Fireproof, the latest movie from the makers of the surprise hit Facing the Giants, finished fourth at the box office this weekend, pulling in $6.5 million despite opening in just 839 theaters. The film, made on a $500,000 budget, averaged almost $7,800 per theater, second in the per theater average only to Eagle Eye ($8,300 per), which finished No. 1 overall with $29 million on 3,500 screens.

Michael Silberman, head of distribution for Samuel Goldwyn, called the Fireproof numbers "sensational," and said the film will expand to over 1,000 theaters in the coming weeks. (By contrast, Facing the Giants earned just $1.3 million in its opening weekend two years ago, in 441 theaters. But it was a film with "legs," and hung around theaters long enough to earn over $10 million in its 4-month run.)

Even before Fireproof's release on Friday, indications were that advance tickets sales were "hot, hot, hot," according to the Thomasville (Ga.) Times-Enterprise. Many of those sales came from churches buying out entire theaters. Even Fireproof merch—especially the book The Love Dare—is selling like mad.

But the movie isn't just generating buzz among Christians; mainstream publications are also talking about the film and the Kendrick brothers, Alex and Stephen, the men behind the movies.
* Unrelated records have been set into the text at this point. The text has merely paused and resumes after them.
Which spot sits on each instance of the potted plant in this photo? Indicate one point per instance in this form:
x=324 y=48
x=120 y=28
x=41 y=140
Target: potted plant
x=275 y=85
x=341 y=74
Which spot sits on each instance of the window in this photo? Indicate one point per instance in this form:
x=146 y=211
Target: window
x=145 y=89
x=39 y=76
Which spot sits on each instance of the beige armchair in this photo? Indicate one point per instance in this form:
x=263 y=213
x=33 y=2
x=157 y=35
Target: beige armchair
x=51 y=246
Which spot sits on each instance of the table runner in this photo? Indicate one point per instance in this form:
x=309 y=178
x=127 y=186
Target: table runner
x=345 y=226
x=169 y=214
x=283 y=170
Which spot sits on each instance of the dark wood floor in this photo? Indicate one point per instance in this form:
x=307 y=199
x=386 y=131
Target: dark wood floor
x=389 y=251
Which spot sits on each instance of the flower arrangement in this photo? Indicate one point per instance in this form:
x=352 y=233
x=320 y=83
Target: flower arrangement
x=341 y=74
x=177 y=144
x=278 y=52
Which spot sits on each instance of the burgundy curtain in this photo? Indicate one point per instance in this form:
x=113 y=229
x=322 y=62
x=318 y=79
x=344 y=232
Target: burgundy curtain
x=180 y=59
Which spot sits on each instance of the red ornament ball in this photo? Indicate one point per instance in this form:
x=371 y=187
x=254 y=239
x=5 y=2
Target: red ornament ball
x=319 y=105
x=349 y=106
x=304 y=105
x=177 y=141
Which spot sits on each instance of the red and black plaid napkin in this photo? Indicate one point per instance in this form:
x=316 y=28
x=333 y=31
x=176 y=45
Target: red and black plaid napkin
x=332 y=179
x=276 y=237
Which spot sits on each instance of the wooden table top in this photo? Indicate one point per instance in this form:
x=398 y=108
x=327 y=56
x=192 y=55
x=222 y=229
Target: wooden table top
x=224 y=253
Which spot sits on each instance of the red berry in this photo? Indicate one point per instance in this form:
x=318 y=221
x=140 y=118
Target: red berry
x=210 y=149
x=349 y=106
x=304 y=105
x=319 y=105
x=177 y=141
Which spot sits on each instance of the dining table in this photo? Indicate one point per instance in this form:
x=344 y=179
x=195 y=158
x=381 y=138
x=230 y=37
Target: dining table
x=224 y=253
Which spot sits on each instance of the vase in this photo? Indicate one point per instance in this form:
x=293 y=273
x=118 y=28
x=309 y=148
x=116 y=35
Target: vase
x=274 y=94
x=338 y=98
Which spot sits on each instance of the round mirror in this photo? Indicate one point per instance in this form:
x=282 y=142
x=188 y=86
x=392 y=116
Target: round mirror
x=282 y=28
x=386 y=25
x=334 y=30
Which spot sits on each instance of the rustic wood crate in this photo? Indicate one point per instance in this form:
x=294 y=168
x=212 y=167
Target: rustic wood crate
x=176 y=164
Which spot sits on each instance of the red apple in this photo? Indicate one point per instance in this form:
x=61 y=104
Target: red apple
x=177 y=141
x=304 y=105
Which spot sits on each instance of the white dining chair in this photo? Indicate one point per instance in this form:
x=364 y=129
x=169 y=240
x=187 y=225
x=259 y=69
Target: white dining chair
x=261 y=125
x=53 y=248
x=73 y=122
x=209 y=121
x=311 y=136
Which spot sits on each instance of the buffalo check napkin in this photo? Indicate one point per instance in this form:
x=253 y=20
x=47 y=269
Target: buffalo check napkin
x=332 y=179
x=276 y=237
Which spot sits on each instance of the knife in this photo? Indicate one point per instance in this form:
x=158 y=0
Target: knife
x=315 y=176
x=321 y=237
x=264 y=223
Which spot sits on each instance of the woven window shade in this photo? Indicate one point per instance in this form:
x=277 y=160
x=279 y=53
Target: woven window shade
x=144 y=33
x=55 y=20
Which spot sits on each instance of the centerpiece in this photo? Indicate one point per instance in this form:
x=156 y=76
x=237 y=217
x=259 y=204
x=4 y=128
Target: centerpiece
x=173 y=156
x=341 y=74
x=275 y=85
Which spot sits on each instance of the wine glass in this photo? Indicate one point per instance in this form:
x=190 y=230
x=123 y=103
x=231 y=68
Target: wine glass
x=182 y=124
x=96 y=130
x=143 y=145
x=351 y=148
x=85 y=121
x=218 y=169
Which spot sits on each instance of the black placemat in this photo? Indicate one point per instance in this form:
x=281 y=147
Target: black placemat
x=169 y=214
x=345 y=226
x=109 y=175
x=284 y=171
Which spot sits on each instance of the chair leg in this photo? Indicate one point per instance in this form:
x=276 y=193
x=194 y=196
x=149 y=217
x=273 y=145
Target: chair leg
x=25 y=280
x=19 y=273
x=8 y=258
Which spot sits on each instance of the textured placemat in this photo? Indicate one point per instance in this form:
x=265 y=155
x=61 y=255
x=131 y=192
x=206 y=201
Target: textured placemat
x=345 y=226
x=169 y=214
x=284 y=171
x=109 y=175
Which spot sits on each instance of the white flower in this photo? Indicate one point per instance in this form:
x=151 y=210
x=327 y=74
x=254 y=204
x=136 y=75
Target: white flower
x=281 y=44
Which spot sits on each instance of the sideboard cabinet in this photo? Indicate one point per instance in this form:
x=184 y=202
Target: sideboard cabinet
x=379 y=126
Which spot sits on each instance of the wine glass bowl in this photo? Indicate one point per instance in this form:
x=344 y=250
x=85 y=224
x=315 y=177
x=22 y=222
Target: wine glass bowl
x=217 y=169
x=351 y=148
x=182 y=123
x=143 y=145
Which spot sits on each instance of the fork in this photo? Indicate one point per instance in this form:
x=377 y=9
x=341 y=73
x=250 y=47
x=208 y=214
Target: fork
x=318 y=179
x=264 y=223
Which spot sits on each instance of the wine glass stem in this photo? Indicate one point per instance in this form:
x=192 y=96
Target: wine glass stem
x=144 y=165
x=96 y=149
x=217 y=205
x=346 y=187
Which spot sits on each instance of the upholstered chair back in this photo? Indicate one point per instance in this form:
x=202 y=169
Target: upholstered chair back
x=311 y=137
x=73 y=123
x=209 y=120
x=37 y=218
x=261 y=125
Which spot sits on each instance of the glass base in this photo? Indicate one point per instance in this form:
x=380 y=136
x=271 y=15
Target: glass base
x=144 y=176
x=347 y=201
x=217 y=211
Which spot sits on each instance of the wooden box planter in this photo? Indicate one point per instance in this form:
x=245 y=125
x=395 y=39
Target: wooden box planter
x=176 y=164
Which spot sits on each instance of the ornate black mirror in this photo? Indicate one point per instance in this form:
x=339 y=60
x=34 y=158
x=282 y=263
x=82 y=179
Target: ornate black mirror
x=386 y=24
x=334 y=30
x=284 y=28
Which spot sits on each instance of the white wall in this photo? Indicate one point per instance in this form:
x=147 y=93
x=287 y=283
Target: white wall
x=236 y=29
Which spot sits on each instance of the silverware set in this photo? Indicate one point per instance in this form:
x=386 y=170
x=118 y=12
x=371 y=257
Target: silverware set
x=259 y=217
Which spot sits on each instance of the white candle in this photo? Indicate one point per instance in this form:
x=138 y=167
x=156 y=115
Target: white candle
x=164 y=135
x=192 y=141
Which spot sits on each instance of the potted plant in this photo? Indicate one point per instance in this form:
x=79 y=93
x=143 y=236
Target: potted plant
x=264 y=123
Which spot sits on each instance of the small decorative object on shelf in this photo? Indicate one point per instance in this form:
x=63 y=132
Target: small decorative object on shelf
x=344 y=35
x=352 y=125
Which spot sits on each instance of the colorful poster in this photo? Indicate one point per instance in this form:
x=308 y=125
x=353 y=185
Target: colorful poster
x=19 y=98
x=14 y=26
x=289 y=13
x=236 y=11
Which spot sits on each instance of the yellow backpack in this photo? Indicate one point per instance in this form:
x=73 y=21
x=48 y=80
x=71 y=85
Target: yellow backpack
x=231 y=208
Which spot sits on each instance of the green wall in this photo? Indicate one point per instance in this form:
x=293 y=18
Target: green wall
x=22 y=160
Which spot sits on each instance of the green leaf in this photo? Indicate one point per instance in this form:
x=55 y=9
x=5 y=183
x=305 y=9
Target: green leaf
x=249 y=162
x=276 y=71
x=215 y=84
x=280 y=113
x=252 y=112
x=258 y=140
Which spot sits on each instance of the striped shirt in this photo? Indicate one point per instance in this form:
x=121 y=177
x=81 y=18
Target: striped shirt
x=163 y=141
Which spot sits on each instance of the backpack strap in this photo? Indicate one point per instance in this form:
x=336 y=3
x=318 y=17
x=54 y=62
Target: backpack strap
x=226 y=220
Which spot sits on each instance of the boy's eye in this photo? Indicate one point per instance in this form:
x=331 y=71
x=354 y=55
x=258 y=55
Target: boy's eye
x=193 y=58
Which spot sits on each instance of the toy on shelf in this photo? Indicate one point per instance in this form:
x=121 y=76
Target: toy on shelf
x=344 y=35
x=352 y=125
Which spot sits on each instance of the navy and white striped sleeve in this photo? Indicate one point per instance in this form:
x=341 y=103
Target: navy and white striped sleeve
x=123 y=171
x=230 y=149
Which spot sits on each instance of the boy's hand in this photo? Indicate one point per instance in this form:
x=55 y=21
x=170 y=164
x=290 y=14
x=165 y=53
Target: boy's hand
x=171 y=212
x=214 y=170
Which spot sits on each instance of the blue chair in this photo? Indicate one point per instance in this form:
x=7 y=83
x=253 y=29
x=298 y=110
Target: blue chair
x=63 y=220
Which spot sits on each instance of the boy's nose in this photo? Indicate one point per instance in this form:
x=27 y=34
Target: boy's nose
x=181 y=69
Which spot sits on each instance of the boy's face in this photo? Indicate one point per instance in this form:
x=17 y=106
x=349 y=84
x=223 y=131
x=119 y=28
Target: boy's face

USA Todaynotes that the Kendricks employ their faith not just in the content of their movies, but also in the way they make those movies: "They don't pay their actors. Volunteers build the sets. Sunday school kids cater. And when production hits a snag, they don't ask for more money. They pray." The article also notes their successful they are. "And they're getting the kind of return on their films that would make Spielberg envious. Their first theatrical release, 2006's Facing the Giants, about a struggling football coach, cost $100,000 and raked in $10 million in theaters."

WRBL, a TV station in Georgia, did a nice story on the film's focus on saving marriages.

Kirk Cameron, who plays the lead role in Fireproof, has been getting a lot of ink too. He spoke of love and family in this interview, of his priorities here, and how the movie's for everyone, "whether you have faith in God or not," here.

Meanwhile, the film is receiving some positive reviews, even from secular critics. The Northeast Mississippi Daily Journalurges married couples to see the film, and to bring other couples with them, citing the movie's positive insights about marriage as well as its "compelling storyline."